In my opinion, which thus propels the basis of the my argument, most people buying illegal goods from Dark Net Markets are doing so not because of the need for drugs or other items, but for the novelty of the online drug-trade. I argue that these people first bought into the concept of the Bitcoin and then explored more alleys for them to spend their newfound currency. In everyone’s research of Bitcoin, the deep web always pops up and we are tempted to explore around a bit. Eventually he or she will end up on Abraxas and other markets, and will be awed by the fact that such places exist. And rather than just windows-shopping, the relative safety and ease of buying illegal goods on the deep web will be the stimulus for the user to buy the goods. But now that the popularity of Bitcoin has been steadily dropping, combined with the increased vigilance of law enforcement, the markets have been losing customers and losing revenue. From my point of view, I believe that the exit scams committed by many successful markets were not to enrage customers, but to get out of the business before Interpol and the value of Bitcoin came crashing down on them.
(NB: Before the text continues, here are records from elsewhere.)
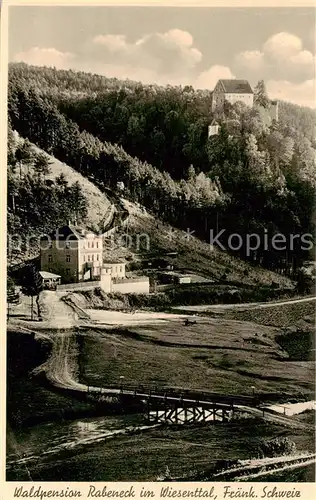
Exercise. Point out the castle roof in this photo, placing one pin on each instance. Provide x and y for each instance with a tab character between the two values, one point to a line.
236	86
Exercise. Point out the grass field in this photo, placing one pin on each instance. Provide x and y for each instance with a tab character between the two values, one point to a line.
215	355
186	450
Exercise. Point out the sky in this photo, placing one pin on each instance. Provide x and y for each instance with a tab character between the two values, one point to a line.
175	45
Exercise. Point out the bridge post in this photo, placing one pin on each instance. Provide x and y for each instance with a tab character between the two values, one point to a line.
203	414
176	414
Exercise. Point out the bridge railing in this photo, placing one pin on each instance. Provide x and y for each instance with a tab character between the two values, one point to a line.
148	390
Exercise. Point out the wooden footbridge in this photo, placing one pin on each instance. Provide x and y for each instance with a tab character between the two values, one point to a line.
175	406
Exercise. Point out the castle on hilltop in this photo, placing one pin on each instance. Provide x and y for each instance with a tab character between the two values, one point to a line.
233	91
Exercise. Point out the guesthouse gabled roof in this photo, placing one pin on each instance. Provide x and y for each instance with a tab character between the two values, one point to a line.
236	86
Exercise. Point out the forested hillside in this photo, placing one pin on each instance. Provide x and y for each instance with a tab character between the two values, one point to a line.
248	179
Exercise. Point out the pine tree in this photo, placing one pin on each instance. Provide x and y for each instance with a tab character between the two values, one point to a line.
41	164
24	155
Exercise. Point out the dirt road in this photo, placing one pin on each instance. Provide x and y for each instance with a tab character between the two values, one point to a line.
243	306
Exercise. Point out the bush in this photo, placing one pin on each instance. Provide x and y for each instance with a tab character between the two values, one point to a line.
276	447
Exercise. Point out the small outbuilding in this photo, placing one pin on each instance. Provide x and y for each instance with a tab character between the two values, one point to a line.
50	280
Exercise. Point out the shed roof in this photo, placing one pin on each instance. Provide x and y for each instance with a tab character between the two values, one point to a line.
236	86
47	275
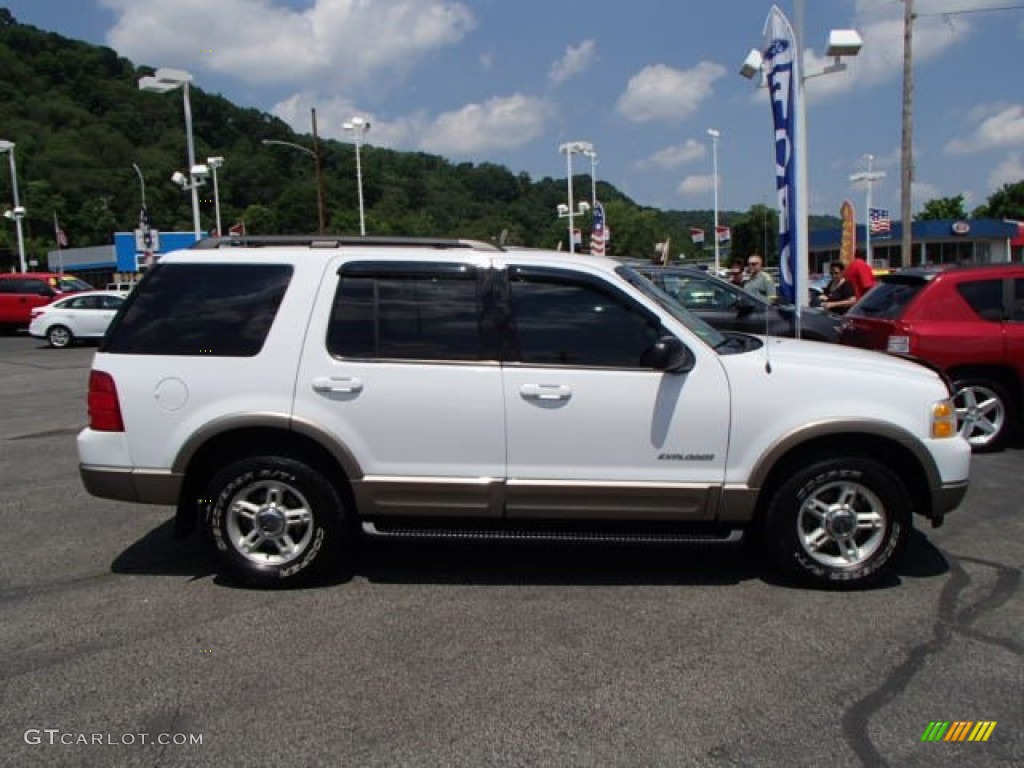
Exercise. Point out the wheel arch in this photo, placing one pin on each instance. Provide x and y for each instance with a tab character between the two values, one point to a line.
202	459
881	442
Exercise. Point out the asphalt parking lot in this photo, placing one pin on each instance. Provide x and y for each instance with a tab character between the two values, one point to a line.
121	646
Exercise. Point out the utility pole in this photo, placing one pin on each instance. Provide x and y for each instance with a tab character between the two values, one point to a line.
906	152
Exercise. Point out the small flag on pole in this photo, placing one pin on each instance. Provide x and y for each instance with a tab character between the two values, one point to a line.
597	232
880	223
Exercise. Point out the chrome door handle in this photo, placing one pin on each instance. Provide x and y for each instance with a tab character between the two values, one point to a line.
343	384
545	391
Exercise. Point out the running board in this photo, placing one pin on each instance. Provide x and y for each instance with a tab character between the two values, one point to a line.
692	535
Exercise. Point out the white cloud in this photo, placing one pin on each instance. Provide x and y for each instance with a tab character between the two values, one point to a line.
675	156
499	123
1010	171
659	92
1005	128
337	42
576	60
696	186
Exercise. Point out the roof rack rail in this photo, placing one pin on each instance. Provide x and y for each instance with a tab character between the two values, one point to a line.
337	241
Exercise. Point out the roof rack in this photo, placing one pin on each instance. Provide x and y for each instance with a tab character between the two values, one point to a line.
337	241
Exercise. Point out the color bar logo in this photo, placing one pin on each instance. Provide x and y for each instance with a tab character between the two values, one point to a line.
958	730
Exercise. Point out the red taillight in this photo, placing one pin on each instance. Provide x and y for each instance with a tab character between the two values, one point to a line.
104	411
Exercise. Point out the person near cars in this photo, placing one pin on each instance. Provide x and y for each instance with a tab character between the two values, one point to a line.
839	294
859	275
736	271
759	282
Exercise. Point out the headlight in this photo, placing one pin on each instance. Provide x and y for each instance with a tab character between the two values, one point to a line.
943	419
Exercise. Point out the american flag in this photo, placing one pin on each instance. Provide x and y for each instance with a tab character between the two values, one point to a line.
879	221
597	232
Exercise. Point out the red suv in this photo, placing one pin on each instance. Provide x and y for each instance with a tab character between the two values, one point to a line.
968	321
20	292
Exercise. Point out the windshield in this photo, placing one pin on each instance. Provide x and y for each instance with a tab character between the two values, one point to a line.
889	298
708	334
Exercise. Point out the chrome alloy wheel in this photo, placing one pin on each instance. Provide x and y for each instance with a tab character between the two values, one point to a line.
269	522
981	415
842	524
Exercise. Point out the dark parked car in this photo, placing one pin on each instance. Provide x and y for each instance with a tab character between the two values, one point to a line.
729	307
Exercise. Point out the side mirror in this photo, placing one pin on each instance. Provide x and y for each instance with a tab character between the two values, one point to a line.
670	354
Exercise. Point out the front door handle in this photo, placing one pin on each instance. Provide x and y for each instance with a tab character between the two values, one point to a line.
545	391
341	384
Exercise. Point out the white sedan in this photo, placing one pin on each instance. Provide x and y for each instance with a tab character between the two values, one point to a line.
82	315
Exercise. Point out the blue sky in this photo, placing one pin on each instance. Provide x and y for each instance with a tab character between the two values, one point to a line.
508	81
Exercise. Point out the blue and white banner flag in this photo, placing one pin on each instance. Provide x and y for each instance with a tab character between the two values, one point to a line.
781	69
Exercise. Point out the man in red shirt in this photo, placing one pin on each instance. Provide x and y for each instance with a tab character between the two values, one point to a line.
860	275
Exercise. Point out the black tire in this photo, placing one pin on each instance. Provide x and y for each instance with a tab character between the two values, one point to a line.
274	521
840	522
984	413
59	337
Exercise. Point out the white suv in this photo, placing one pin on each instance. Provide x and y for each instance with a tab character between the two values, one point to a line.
287	393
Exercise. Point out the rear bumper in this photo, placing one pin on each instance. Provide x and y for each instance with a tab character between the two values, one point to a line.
131	484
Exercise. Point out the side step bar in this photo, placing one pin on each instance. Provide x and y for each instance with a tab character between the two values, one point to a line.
381	529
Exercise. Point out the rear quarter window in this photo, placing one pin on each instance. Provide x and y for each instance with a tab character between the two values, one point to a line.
221	310
888	299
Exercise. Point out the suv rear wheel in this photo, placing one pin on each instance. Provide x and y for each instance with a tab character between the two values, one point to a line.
838	522
274	520
982	413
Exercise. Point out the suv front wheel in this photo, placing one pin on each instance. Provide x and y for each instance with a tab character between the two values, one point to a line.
838	522
983	413
274	520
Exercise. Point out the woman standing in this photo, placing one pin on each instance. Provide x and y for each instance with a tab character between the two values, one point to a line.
839	294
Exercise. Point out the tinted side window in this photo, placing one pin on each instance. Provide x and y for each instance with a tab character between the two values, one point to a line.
201	309
566	323
420	314
985	297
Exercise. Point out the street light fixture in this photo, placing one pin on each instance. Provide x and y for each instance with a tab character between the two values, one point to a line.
358	127
715	136
213	164
568	150
320	178
841	43
17	213
869	177
165	80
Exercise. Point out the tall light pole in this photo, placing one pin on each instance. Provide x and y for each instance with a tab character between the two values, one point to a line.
358	127
715	136
869	177
213	164
17	212
782	58
568	150
320	181
165	80
592	154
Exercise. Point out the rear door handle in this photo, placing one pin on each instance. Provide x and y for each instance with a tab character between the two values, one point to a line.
545	391
342	384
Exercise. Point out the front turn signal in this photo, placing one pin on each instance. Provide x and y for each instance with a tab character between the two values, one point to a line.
943	419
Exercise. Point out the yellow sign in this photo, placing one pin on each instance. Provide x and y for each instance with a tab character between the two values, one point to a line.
848	245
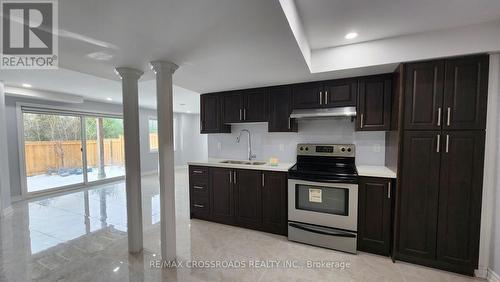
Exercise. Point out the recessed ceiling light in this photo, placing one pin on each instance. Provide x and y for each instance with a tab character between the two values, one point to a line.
100	56
351	35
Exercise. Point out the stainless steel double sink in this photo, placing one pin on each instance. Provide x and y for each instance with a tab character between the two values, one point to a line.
242	162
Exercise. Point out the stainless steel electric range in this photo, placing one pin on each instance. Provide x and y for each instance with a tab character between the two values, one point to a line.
323	196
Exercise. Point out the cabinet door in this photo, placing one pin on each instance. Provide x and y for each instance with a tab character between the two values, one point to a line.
465	93
460	198
221	195
374	108
256	105
340	92
280	102
274	202
210	114
419	194
233	107
248	198
424	95
374	216
307	95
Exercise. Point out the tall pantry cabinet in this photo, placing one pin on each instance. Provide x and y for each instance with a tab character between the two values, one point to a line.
439	201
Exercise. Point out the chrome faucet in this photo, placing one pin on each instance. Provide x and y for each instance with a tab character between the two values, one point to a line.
250	155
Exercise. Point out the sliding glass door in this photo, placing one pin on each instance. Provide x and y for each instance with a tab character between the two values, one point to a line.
105	148
52	150
67	150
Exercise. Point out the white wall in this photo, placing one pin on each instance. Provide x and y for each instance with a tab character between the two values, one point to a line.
370	146
490	221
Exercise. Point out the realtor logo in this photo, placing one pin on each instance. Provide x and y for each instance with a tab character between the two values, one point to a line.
29	35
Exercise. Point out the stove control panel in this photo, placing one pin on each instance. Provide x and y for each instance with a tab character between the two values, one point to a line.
328	150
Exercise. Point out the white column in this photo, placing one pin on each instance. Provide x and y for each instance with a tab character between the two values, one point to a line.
4	160
164	93
130	78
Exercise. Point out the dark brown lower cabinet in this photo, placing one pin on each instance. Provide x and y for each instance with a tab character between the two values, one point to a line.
460	191
440	199
243	197
274	202
221	195
248	198
374	215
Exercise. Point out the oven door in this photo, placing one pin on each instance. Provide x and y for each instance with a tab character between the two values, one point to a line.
332	205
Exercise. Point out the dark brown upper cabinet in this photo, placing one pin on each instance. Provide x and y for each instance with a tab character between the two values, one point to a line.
374	103
374	215
424	95
418	195
307	95
245	106
280	102
211	114
447	94
233	106
459	218
340	93
325	94
465	93
256	105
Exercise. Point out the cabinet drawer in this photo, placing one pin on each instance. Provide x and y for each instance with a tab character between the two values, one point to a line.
197	188
198	172
199	206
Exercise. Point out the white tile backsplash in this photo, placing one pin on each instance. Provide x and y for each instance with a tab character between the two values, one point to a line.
370	146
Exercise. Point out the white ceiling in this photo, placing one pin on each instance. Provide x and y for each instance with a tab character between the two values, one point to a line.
219	44
94	88
326	22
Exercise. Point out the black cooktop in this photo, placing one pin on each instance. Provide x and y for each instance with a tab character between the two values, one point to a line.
324	169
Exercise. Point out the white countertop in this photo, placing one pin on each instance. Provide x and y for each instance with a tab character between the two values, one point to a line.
217	163
375	171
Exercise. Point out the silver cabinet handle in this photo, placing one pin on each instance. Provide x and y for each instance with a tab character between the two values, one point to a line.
438	143
439	116
448	117
447	142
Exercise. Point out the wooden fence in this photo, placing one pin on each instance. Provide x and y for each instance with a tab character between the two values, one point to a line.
43	156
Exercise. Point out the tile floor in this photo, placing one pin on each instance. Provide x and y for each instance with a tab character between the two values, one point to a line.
81	236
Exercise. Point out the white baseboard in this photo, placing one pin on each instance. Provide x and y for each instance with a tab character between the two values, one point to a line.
492	276
7	211
481	272
146	173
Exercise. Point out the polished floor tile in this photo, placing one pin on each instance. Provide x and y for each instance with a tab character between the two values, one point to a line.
82	236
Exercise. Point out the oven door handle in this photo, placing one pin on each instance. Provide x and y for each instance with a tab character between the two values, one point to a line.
322	231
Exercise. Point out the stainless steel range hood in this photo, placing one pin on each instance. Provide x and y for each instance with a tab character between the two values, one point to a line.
324	113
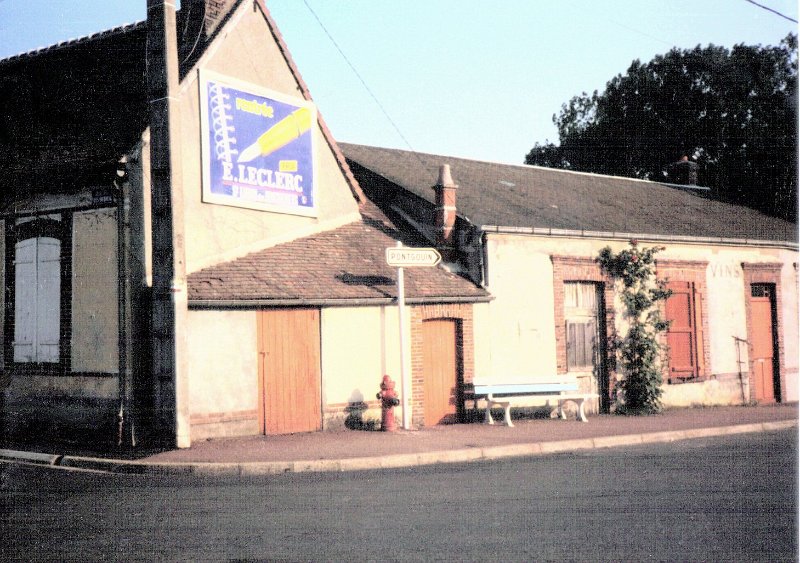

So why did I randomly mention Australia a while back? Well, a relatively well known market called ChinaTownChemist sells meth and cocaine to users in Australia. I could be wrong, and some may deem my prediction to be reckless, but hear me out. I prophecize that ChinaTownChemist, and other Darknet Markets, will see a slow decline and a reduction in their user bases, and maybe even a complete closure. When I cannot say, but that it besides the point. Pure logic and common sense would tell anyone that the Bitcoin is not a place to make it big anymore. The main concern I have for the deep web is the decaying interest in Bitcoin and the increasing support for identifiable cryptocurrencies such as Identabit. With Australian business renouncing their support for Bitcoin, the rest of the world may follow suit. And as I argued before, Dark Net Markets will start degenerating due to the lack of new and inquisitive customers. Identabit will bring a new wave of cryptocurrency, devaluing and stigmatizing the Bitcoin. The Bitcoin we all loved, the anonymous currency of the future, may be quickly sliding into the past.